Kim wurde als erste Ehefrau eines ehemaligen Staatspräsidenten in Südkorea angeklagt und in Untersuchungshaft genommen. Sie wird vieler Vergehen beschuldigt, darunter Aktienkursmanipulation.
In der abschließenden Verhandlung im Dezember beantragte die Sonderstaatsanwaltschaft 15 Jahre Haft für Kim. Gefordert wurden auch eine Geldstrafe von zwei Milliarden Won (rund 1,4 Millionen Dollar) und eine weitere Eintreibung von 900 Millionen Won (620.000 Dollar).

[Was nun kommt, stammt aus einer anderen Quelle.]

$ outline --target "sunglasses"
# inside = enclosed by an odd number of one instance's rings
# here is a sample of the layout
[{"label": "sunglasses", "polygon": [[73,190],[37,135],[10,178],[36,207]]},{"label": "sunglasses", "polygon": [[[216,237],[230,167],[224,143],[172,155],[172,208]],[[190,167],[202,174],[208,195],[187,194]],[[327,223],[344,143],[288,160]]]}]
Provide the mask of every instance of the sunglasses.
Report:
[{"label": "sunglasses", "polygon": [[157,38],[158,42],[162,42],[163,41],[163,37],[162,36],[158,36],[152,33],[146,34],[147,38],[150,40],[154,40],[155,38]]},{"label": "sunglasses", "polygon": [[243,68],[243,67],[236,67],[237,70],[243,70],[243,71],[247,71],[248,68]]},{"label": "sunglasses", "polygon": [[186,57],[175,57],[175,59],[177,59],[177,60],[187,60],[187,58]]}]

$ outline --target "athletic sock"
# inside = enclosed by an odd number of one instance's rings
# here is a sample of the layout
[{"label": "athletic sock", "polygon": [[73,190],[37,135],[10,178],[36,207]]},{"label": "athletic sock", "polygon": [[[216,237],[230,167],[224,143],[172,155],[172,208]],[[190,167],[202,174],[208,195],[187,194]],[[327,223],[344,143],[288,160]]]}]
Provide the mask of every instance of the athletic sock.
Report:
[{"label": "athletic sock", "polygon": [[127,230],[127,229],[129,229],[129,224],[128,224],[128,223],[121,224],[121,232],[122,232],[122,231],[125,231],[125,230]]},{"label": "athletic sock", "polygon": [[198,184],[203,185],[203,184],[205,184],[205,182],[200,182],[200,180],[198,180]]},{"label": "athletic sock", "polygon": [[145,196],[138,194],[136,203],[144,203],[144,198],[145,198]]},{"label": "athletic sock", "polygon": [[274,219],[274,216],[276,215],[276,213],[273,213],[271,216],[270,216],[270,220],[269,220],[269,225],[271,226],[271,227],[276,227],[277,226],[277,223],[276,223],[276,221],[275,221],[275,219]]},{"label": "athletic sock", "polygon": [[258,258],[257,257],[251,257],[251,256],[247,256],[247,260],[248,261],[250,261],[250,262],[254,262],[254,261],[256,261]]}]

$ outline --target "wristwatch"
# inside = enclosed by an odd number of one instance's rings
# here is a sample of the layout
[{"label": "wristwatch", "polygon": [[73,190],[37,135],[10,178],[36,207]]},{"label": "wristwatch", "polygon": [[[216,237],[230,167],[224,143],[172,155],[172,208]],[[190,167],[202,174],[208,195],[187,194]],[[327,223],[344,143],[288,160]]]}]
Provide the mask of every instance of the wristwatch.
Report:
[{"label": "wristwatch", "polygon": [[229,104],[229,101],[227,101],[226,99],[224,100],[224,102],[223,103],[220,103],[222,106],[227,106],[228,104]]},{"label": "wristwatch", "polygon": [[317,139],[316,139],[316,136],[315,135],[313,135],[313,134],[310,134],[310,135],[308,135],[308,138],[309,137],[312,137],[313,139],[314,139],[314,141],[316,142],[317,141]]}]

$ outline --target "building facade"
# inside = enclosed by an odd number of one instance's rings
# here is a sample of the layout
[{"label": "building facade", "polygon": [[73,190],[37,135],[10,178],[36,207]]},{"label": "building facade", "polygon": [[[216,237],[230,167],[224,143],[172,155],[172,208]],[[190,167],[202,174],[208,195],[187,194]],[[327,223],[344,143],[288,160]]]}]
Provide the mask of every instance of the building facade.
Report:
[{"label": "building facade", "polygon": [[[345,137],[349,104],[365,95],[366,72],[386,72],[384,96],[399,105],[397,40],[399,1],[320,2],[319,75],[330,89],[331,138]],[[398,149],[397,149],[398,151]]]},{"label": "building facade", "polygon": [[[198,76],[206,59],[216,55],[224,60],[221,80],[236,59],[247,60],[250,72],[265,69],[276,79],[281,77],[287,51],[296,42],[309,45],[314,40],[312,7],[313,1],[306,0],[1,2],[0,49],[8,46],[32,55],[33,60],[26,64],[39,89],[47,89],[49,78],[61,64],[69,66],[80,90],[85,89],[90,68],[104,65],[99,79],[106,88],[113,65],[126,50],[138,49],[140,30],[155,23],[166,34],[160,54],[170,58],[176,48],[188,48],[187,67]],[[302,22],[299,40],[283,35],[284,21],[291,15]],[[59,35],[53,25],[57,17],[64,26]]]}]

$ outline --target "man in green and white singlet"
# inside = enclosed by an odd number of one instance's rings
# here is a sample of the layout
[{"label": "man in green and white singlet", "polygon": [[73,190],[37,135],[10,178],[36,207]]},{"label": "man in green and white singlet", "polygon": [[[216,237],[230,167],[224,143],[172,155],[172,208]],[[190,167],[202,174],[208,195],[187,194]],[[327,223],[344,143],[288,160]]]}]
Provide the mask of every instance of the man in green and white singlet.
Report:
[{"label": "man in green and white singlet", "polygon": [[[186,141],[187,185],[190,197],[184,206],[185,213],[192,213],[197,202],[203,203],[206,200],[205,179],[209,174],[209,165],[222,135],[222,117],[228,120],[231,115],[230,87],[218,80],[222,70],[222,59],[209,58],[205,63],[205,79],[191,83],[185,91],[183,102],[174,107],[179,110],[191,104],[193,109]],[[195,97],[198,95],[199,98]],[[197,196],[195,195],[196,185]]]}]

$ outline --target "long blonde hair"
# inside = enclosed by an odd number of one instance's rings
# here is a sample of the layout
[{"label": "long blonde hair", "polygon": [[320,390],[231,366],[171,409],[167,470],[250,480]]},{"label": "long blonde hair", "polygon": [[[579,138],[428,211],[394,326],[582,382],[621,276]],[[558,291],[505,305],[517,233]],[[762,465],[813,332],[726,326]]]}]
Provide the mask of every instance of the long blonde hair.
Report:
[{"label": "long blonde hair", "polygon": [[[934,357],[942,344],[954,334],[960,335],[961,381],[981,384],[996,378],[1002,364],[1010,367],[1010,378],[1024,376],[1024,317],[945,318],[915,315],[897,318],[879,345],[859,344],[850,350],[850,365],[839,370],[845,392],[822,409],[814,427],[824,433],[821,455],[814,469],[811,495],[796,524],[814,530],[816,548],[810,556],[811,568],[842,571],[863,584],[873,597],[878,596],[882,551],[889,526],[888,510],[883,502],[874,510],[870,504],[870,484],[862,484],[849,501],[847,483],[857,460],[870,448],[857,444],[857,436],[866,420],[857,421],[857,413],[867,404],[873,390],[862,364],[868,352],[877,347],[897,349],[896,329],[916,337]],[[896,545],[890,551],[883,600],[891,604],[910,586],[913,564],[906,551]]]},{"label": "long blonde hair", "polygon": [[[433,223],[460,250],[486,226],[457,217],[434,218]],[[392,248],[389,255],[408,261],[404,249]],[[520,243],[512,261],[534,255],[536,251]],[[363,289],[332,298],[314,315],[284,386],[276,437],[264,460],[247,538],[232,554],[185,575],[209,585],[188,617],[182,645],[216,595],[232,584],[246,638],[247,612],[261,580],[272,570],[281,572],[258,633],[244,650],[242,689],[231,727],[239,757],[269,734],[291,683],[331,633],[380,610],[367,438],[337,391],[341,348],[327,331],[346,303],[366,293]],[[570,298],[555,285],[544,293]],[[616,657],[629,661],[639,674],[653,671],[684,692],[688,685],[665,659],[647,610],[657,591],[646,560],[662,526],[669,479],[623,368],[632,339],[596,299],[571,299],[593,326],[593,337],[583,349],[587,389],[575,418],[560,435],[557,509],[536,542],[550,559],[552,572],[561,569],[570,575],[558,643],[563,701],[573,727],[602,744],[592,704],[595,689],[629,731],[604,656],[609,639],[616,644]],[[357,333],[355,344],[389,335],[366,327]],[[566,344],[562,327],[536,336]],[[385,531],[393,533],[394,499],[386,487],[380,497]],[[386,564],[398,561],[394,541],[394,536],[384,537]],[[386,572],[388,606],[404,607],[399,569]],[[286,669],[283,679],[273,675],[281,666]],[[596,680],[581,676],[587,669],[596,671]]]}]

Zu den Vorwürfen gegen Kim zählt vor allem eine Verwicklung in die Manipulation des Aktienkurses des Automobilhändlers Deutsch Motors. Ihr wird auch eine Beteiligung an der Nominierung der ehemaligen Abgeordneten Kim Young-sun als Kandidatin der Partei Macht des Volks für die Nachwahlen vorgeworfen. Diese soll im Gegenzug für Umfragen, die Machtmakler Myung Tae-kyun für Yoon im Wahlkampf unentgeltlich durchgeführt hatte, erfolgt sein. Kim soll außerdem von der Vereinigungskirche im Gegenzug für Gefälligkeiten teure Geschenke, darunter eine Halskette der britischen Marke Graff, erhalten haben.